The conveyancing process
During the conveyancing process, your legal team manages the administrative and legal requirements for a property transaction.
Buying property involves recommending and conducting a series of searches and investigations to ensure the buyer not only receives clear title to the property but understands exactly what they are purchasing. We carry out a range of duties during the transaction including conducting due diligence, reviewing and negotiating contract terms, flagging potential issues, liaising with your lender and agent, arranging and conducting settlement of your matter and generally protecting your interests. There is a lot to do in a short timeframe – even for off-the-plan sales and purchases that may not settle for months, the parties are essentially bound by the terms of a contract after just a few weeks’ negotiation.
Selling property requires that a compliant written contract be in place. Sellers must understand the terms and conditions of the contract generally and their legal obligations to avoid the disappointment of being unable to enforce a contract after a sale is made.
What is e-conveyancing?
Traditionally, settlement of a conveyancing transaction involved the physical meeting of lawyers and bankers to check and swap documents and bank cheques, and the lodgement of documents with government authorities to change ownership of the property. An error as simple as a misspelt middle name could cause settlement to fail and all parties would need to reschedule, causing inconvenience and undue cost.

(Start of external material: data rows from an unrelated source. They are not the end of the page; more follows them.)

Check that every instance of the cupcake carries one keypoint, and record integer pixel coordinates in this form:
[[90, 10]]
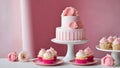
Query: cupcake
[[81, 57], [40, 54], [104, 44], [89, 53], [54, 53], [13, 57], [110, 40], [107, 60], [23, 57], [48, 58], [116, 44]]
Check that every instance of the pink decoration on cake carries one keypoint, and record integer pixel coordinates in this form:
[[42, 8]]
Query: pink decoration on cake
[[110, 39], [69, 11], [116, 41], [69, 34], [12, 56], [73, 25], [104, 40], [88, 51], [107, 60], [89, 54]]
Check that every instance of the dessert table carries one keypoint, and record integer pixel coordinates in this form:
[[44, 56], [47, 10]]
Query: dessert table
[[4, 63]]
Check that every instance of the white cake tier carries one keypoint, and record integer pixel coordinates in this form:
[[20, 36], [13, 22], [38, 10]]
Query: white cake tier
[[66, 20], [69, 34]]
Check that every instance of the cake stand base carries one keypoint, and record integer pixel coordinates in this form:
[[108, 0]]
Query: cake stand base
[[114, 54], [70, 47], [70, 52], [116, 58]]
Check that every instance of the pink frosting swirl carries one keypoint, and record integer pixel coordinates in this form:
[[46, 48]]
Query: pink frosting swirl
[[69, 11], [12, 56], [116, 41], [110, 39], [73, 25], [107, 60], [104, 40]]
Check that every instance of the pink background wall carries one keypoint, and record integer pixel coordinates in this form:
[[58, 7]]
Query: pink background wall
[[100, 18]]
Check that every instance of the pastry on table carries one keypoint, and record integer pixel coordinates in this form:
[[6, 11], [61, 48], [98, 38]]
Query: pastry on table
[[23, 57], [107, 60], [81, 57], [116, 44], [40, 54], [48, 58], [89, 53], [104, 44]]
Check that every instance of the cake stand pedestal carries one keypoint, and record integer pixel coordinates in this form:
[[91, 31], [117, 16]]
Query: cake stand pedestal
[[70, 47], [114, 54]]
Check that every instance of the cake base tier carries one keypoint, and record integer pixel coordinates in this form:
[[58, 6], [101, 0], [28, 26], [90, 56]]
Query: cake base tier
[[69, 34]]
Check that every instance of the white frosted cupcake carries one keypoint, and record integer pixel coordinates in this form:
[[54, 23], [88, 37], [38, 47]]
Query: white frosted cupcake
[[40, 54], [104, 44], [48, 58], [116, 44]]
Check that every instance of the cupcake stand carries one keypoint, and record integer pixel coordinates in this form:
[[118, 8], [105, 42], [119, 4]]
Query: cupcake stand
[[114, 54], [70, 47]]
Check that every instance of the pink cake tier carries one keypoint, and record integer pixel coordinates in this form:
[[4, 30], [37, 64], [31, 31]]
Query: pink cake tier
[[69, 34], [71, 28]]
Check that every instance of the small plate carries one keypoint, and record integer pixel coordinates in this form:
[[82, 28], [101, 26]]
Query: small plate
[[88, 63], [58, 62]]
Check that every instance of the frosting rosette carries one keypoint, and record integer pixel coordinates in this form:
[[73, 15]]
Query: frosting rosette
[[107, 60], [12, 56]]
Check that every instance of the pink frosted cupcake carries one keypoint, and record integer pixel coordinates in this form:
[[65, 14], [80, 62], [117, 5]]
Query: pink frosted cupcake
[[110, 40], [89, 53], [104, 44], [54, 53], [40, 54], [48, 58], [81, 57], [107, 60], [116, 44], [13, 56]]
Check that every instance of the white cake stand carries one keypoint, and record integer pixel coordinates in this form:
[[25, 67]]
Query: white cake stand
[[114, 54], [70, 47]]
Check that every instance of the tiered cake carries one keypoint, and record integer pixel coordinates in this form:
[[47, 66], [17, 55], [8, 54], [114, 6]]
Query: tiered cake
[[71, 27]]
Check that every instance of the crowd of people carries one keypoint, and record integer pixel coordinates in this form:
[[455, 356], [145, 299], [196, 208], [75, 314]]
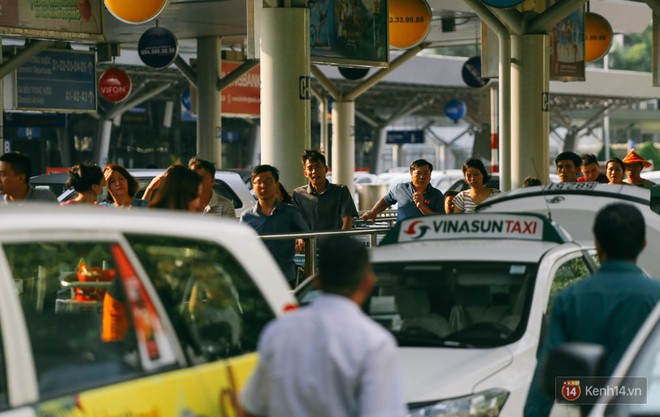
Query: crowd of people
[[316, 206], [360, 371]]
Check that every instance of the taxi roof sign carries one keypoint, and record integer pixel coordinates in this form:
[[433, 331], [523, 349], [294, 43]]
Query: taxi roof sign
[[525, 226]]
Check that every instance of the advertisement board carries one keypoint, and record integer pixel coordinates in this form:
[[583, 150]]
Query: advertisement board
[[349, 32], [57, 80], [240, 98], [66, 19], [567, 47]]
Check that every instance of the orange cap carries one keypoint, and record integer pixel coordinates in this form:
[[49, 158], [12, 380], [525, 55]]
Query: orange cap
[[632, 157]]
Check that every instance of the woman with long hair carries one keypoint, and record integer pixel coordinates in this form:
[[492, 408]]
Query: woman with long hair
[[122, 188], [87, 181], [180, 189], [476, 177]]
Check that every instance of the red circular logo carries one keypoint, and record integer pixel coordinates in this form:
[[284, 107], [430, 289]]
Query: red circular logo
[[570, 390], [115, 84]]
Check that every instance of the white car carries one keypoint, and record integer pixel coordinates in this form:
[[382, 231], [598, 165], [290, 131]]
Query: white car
[[227, 183], [574, 207], [465, 296], [129, 312]]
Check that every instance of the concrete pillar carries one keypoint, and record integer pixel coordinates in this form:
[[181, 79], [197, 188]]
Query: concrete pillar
[[104, 142], [209, 110], [530, 121], [5, 147], [285, 91], [343, 143]]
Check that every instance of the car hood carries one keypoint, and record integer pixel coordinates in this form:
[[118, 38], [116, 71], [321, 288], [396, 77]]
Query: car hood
[[431, 374]]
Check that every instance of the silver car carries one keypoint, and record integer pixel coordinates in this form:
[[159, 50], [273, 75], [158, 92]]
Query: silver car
[[228, 184]]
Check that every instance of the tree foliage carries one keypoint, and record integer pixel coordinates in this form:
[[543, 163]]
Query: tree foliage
[[635, 53]]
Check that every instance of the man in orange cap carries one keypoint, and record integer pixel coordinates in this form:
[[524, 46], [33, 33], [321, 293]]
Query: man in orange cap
[[634, 165]]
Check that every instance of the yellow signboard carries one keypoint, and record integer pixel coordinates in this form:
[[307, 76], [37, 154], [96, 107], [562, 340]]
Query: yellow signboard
[[135, 12], [409, 22], [597, 37]]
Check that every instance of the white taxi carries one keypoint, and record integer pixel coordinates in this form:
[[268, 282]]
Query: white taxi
[[574, 207], [466, 297], [129, 312]]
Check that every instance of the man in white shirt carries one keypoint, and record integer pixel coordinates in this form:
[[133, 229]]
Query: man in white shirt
[[328, 359], [15, 172], [211, 202]]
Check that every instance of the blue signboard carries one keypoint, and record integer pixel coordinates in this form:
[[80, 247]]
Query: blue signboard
[[57, 80], [158, 47], [404, 136]]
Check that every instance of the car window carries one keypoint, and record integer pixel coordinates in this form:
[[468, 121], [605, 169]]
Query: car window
[[452, 304], [225, 190], [213, 303], [566, 275], [85, 310]]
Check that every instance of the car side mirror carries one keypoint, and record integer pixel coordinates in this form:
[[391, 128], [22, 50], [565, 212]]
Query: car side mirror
[[572, 360]]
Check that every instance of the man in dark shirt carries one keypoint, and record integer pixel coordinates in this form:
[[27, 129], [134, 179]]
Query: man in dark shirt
[[324, 206], [606, 308], [415, 198], [15, 172], [271, 216], [591, 170]]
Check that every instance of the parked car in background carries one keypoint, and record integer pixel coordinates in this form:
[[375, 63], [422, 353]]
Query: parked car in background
[[493, 182], [651, 176], [465, 296], [227, 183], [130, 312], [574, 207]]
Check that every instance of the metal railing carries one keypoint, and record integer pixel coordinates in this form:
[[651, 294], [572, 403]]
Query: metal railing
[[379, 229]]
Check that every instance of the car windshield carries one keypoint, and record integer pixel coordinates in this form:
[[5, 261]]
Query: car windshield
[[452, 304], [643, 376]]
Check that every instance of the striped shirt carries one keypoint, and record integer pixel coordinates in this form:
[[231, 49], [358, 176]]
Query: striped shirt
[[464, 202]]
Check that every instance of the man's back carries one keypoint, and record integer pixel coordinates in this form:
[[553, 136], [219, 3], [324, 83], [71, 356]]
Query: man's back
[[607, 308], [328, 359]]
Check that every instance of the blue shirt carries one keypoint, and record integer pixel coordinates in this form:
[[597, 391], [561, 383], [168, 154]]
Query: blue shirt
[[607, 309], [403, 194], [284, 218], [328, 359], [324, 211]]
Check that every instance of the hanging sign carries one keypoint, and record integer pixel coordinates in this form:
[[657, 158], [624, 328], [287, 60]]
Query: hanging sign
[[502, 4], [409, 22], [351, 73], [158, 47], [115, 84], [471, 73], [597, 36], [57, 80], [455, 109], [134, 11]]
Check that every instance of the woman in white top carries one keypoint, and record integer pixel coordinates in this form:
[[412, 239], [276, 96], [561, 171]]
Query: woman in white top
[[476, 177]]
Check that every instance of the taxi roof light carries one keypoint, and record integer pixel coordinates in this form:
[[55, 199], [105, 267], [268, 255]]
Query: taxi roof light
[[518, 226]]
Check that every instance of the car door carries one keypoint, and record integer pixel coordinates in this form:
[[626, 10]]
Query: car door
[[559, 268], [101, 325]]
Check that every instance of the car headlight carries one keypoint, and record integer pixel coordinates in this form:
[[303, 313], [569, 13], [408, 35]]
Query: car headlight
[[482, 404]]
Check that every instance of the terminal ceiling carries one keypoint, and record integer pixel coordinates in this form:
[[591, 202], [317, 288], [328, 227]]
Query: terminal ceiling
[[191, 19]]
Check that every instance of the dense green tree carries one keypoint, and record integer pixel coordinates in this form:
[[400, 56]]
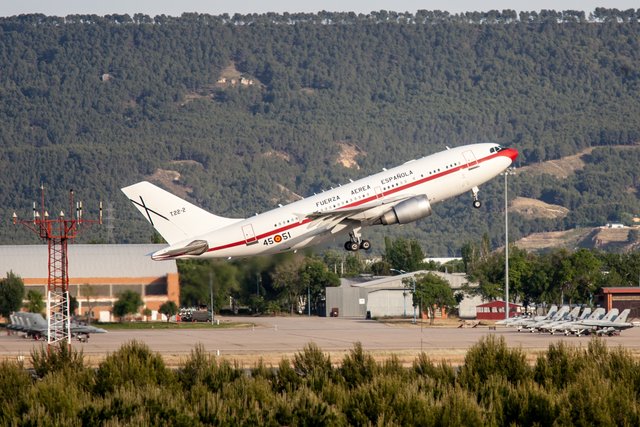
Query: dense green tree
[[402, 254], [11, 294], [35, 302], [432, 293], [116, 99]]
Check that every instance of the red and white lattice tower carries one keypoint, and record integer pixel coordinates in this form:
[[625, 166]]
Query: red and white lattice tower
[[57, 232]]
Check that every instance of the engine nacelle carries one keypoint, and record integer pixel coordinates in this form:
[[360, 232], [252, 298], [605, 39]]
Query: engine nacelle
[[407, 211]]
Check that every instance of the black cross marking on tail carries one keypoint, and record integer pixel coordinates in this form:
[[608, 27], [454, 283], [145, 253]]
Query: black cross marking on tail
[[147, 210]]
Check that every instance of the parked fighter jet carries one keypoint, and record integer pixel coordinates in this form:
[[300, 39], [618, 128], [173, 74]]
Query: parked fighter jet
[[574, 316], [34, 325], [532, 326], [617, 325], [588, 326], [523, 320]]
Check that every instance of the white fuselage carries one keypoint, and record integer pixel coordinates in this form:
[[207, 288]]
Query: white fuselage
[[317, 218]]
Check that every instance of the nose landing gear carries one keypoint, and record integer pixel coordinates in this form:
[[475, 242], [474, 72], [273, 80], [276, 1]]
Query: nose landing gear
[[476, 202], [356, 243]]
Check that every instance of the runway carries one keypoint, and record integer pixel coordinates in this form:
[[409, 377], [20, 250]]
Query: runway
[[275, 337]]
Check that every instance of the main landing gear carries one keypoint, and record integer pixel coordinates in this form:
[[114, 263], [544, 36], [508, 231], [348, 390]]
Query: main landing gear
[[476, 202], [357, 242]]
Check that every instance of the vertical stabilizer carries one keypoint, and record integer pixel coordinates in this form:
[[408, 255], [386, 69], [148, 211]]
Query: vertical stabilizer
[[174, 218]]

E-conveyancing has revolutionised this process through an electronic platform which enables lawyers, conveyancers and financial institutions to transact online, improving transparency and efficiency and streamlining manual processes and paperwork.
Online settlements remove the location and time barriers of physical settlements, visually track the progress of each stage of the transaction and facilitate online lodgement of documents with land registries and authorities and faster access to sales funds.
The online property exchange known as PEXA operates nationally to provide a standardised platform for the completion of online property transactions.
Ownership interests in property
Consideration of ownership interests when acquiring property with another party can help prevent unintended outcomes in estate planning, and protect your legal interests, which could be threatened by financial stress or breakdowns in personal or business relationships.
A joint tenancy is subject to survivorship provisions – when one owner dies, the other automatically inherits the deceased person’s share which cannot be left to anybody else, even by contrary terms in a Will. While joint tenancies are generally appropriate for domestic partners, this may not always be the case.
Property held as tenants in common can specify the individual shares held by each owner (for example 50/50 or 30/70). In such cases a co-owner can transfer, sell or leave his or her share to a beneficiary by Will.
Getting a mortgage
Most people rely on a loan from a lending institution to help finance the purchase of a property. A mortgage is essentially a ‘statutory charge’ in favour of a lender over property held in the borrower’s name. The mortgage secures the repayment of the money loaned and is registered on the title to the property. The loan contract gives the lender the right to sell the property in the event of a default.
An easement is a right to use property belonging to someone else in a certain way. The easement may be a private easement, such as a strip of land giving neighbouring landowners access to their property, or a public easement, like an easement for the maintenance of sewerage or electricity services.
Easements can affect the value, use and future development of land and should be fully investigated during a property transaction.
Commercial and retail leasing
When leasing commercial property, it is important for tenants and landlords to understand the relationship they are entering and their respective rights and obligations. Most commercial and retail leases in the ACT are governed by the Leases (Commercial and Retail) Act 2001 (ACT).
The Act regulates dealings and lease provisions and requires transparency and fairness during the negotiation phase. A landlord leasing or offering to lease commercial or retail premises has specific disclosure obligations.
Leasing disputes usually arise due to poorly drafted, ambiguous or non-existent lease agreements, or the failure of the parties to understand the terms. Legal guidance when entering a leasing arrangement assists to minimise these disputes.